# Elecktra (2005)



## Brian G Turner (Dec 11, 2004)

Trailer here:
http://www.apple.com/trailers/fox/elektra/trailer1/medium.html

Seems like they're hyping this one up a little - trailer plus 4 "martial arts features" on Apple trailers. Over-hype warning.


----------



## LadyFel (Dec 11, 2004)

The ONLY reason I'm gonna watch this is because there's a Croatian actor in it... Daredevi was a huge disappointment, I'm not getting my hopes up with this one...although I've heard it's quite decent really...


----------



## Sirathiel (Dec 11, 2004)

The trailer looks interesting, but, hey, most trailers do, it's their job...
I've never gotten around to see Daredevil, although I wanted to. So, I basically have no idea what Elektra is about (except superpowered beings fighting the war of good vs. evil...)

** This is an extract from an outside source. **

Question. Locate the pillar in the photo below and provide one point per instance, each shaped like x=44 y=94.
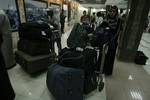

Well, maybe I'll go and see it...  But I still have time to decide.


----------



## The Master™ (Dec 25, 2004)

Well, I think they are trying to woo in the Jennifer Garner (kick-ass version) fans, the Marvel fans who enjoy the violence and the Martial Arts fans...

Might be interesting, but I can wait until it is on TV!!!

Sira, I have Daredevil on DVD if you wanna borrow it...


----------



## polymorphikos (Dec 26, 2004)

You poor man, buying Daredevil. You really should let someone act as your regent in financial matters if you're going to go about making such dubious purchases.


----------



## angrybuddhist (Dec 26, 2004)

I quite enjoyed the Daredevil movie.


----------



## The Master™ (Dec 27, 2004)

i enjoyed the movie too... and poly, you are not nice!!! 

there are some really good ideas/moments in the movie - okay it isn't the same as the comics, but then, what is these days???

i liked the idea of the kingpin being black!!!  there aren't enough black/asian/oriental characters in comics these days... especially in major parts... you have no idea how happy i was to find out about john stewart becoming the green lantern!!!


----------



## Leto (Dec 27, 2004)

Sirathiel said:
			
		

> The trailer looks interesting, but, hey, most trailers do, it's their job...
> I've never gotten around to see Daredevil, although I wanted to. So, I basically have no idea what Elektra is about (except superpowered beings fighting the war of good vs. evil...)
> 
> Well, maybe I'll go and see it...  But I still have time to decide.



If you want to know a little more about the main character : http://www.marveldirectory.com/individuals/e/electra.htm
Her only superfeature is to have been reborn by the Hand (a group of evil ninjas).


----------



## Princess Ivy (Jan 10, 2005)

I enjoyed daredevil purly on the basis that i like camp and stupid things. I am a fan of the original books. not the new 'dark' twist that they have taken to try to pull in the punters.


----------



## Sirathiel (Mar 13, 2005)

ok, I did get to see daredevil on dvd (rented) and have now, out of sheer boredom and before going completely crazy, gone to see Elektra. (i.e. yesterday). 

Since I never read the comics, have generally an open mind, I enjoyed it greatly. I'll be sure to re-watch in German to get all I missed during the French version.  

Umm, yeah that was all. Did anybody else go and see it? What did you think?


----------



## GrownUp (Mar 14, 2005)

I didn't go to see Daredevil, wasn't even a little bit tempted, but I did go to see Elektra and loved it. Seriously. It hasn't the character development of X-Men or the action of The Matrix but as much as it did, it did well. The tattoo assassin's method of killing was cool as anything ever needs to be!


----------